Dapprima il bambino impara a porre attenzione: è incoraggiato
e rinforzato il contatto occhi-viso. Data una certa situazione stimolo,
si tende ad usare suggerimenti che richiedono il verificarsi di
una specifica risposta, così che essa possa essere rinforzata.
Il suggerimento porta alla risposta corretta prima dell'addestramento,
o con un addestramento minimo. Successivamente i suggerimenti vanno
diminuendo, in modo che la priorità di una risposta cambia
a seconda dello stimolo. Questo sistema è usato ad ogni livello
del programma.
Inoltre va incrementata la frequenza delle vocalizzazioni spontanee.
Per questo sarà rinforzata qualsiasi vocalizzazione. Ad ogni
modo non bisogna rinforzare risposte incongruenti, in modo che attenzione
e vocalizzazione debbano essere entrambe presenti, per essere rinforzate.
Quindi l'insegnante pronuncia singoli fonemi (all'inizio vocale
più consonanti labiali come b per poi arrivare alle
più difficili aspirate) [Questo vale per la lingua inglese,
non per quella italiana, in cui i suoni più difficili da
pronunciare sembrano essere gl, gn, sc] e poi sono rinforzate
approssimazioni a questi sempre più precise. Spesso è
necessario usare un suggerimento manuale, per dare la giusta forma
alle labbra. In seguito questo suggerimento viene ridotto.
Il repertorio di suoni è lentamente ampliato. A questo punto
le parole possono essere ampliate giustapponendo fonemi presenti
nel repertorio del bambino. Le curve di apprendimento di questi
bambini sono incrementate positivamente.
Stanno imparando a distinguere la risposta quando somiglia allo
stimolo. Questi dati indicano un successo dell'addestramento all'imitazione.
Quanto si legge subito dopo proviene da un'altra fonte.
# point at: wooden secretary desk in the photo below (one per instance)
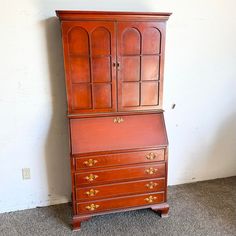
(114, 82)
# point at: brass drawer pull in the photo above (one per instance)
(150, 199)
(151, 185)
(151, 171)
(90, 162)
(151, 156)
(118, 120)
(92, 192)
(92, 207)
(91, 177)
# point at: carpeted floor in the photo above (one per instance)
(203, 208)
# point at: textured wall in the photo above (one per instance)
(200, 78)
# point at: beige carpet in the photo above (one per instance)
(205, 208)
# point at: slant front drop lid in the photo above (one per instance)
(114, 64)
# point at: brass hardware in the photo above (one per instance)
(118, 120)
(92, 207)
(151, 185)
(150, 199)
(92, 192)
(118, 65)
(151, 156)
(91, 177)
(151, 171)
(90, 162)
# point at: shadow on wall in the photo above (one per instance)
(57, 142)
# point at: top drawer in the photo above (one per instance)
(117, 133)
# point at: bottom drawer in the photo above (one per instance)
(119, 203)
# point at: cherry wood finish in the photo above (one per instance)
(140, 51)
(89, 54)
(119, 159)
(118, 189)
(120, 202)
(106, 135)
(120, 174)
(114, 81)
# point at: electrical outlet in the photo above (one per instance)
(26, 173)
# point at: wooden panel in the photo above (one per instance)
(130, 94)
(101, 69)
(150, 67)
(131, 41)
(101, 42)
(122, 202)
(149, 92)
(131, 68)
(80, 69)
(116, 190)
(102, 134)
(145, 39)
(120, 174)
(151, 41)
(119, 159)
(78, 41)
(81, 95)
(102, 95)
(89, 51)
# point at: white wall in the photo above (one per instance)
(200, 78)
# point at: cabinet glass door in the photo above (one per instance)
(140, 65)
(89, 50)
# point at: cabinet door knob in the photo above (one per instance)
(90, 162)
(151, 156)
(92, 192)
(151, 171)
(150, 199)
(92, 207)
(151, 185)
(91, 177)
(118, 120)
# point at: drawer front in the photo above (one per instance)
(120, 174)
(117, 133)
(119, 203)
(115, 190)
(119, 159)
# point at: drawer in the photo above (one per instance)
(119, 203)
(117, 133)
(115, 190)
(120, 174)
(119, 159)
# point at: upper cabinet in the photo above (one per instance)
(139, 51)
(112, 64)
(89, 49)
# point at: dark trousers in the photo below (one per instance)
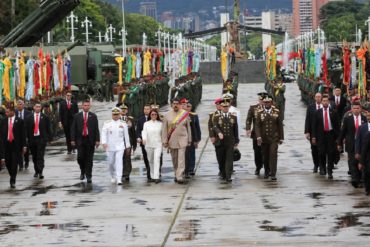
(269, 154)
(23, 158)
(85, 154)
(315, 156)
(189, 159)
(258, 161)
(225, 156)
(127, 165)
(37, 148)
(146, 161)
(327, 152)
(67, 133)
(366, 174)
(11, 158)
(353, 168)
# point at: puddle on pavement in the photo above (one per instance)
(8, 229)
(47, 206)
(187, 229)
(140, 202)
(72, 227)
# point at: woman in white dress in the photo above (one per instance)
(152, 139)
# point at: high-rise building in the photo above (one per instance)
(306, 15)
(149, 9)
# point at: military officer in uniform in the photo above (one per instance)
(269, 133)
(225, 128)
(251, 130)
(115, 140)
(127, 165)
(210, 127)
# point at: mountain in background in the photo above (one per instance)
(184, 6)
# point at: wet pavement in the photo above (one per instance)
(300, 208)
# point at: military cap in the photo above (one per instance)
(218, 101)
(227, 96)
(123, 107)
(116, 111)
(225, 103)
(268, 98)
(184, 101)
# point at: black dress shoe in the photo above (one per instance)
(257, 172)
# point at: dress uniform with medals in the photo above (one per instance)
(130, 121)
(251, 128)
(225, 128)
(115, 140)
(269, 133)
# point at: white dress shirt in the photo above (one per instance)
(152, 134)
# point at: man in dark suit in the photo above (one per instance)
(23, 114)
(85, 135)
(325, 131)
(338, 102)
(351, 125)
(38, 134)
(13, 142)
(139, 129)
(67, 109)
(310, 114)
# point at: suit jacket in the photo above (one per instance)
(348, 132)
(339, 108)
(310, 114)
(181, 137)
(92, 127)
(269, 126)
(66, 115)
(196, 134)
(318, 126)
(140, 126)
(360, 137)
(365, 152)
(26, 114)
(18, 134)
(44, 128)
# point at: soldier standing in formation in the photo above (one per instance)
(176, 136)
(67, 109)
(115, 140)
(130, 121)
(251, 131)
(23, 114)
(226, 138)
(269, 133)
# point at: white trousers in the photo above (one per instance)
(115, 162)
(154, 156)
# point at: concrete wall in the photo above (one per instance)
(249, 71)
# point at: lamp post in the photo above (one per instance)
(86, 24)
(72, 19)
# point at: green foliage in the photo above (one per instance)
(339, 19)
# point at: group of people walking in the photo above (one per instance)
(335, 124)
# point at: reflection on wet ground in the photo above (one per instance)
(187, 229)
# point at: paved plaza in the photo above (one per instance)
(299, 209)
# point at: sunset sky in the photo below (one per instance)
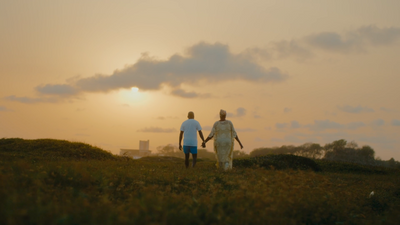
(111, 73)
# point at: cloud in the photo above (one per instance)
(396, 123)
(378, 123)
(211, 63)
(387, 109)
(356, 109)
(239, 112)
(29, 100)
(4, 109)
(281, 125)
(354, 40)
(355, 125)
(287, 110)
(57, 89)
(294, 124)
(157, 130)
(351, 41)
(184, 94)
(324, 125)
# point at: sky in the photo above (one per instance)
(112, 73)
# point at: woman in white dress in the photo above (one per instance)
(224, 134)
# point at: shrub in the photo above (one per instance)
(282, 161)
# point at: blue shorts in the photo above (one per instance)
(190, 149)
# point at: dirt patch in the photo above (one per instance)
(161, 159)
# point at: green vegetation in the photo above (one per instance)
(59, 182)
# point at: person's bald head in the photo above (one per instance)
(191, 115)
(222, 114)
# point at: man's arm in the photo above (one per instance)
(202, 138)
(180, 140)
(237, 139)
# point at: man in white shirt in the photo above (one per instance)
(189, 130)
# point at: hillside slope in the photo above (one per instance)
(51, 149)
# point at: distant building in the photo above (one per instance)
(137, 153)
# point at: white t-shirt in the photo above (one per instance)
(190, 128)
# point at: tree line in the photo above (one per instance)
(339, 150)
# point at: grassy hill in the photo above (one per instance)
(61, 182)
(50, 149)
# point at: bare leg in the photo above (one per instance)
(187, 160)
(194, 159)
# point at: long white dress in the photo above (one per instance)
(224, 135)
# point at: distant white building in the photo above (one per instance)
(137, 153)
Comunque questi bambini al momento non conoscono il significato
delle parole che imitano.
Successivamente Lovass avvia un programma di addestramento al linguaggio
per insegnare i significati.
Lovass afferma (Wing, 1966, p. 128)che praticamente tutti gli addestramenti
al linguaggio basati sull'imitazione sono comprensibili stabilendo
tre fondamentali situazioni distinte. Nella prima lo stimolo è
non verbale e la risposta è verbale. Stimoli possono essere
oggetti, simboli, comportamenti, ecc. buoni esempi possono essere
il riconoscimento di oggetti o la descrizione di una situazione.
Indicatori di comprensione
Nella terza situazione sia gli stimoli che le risposte sono verbali.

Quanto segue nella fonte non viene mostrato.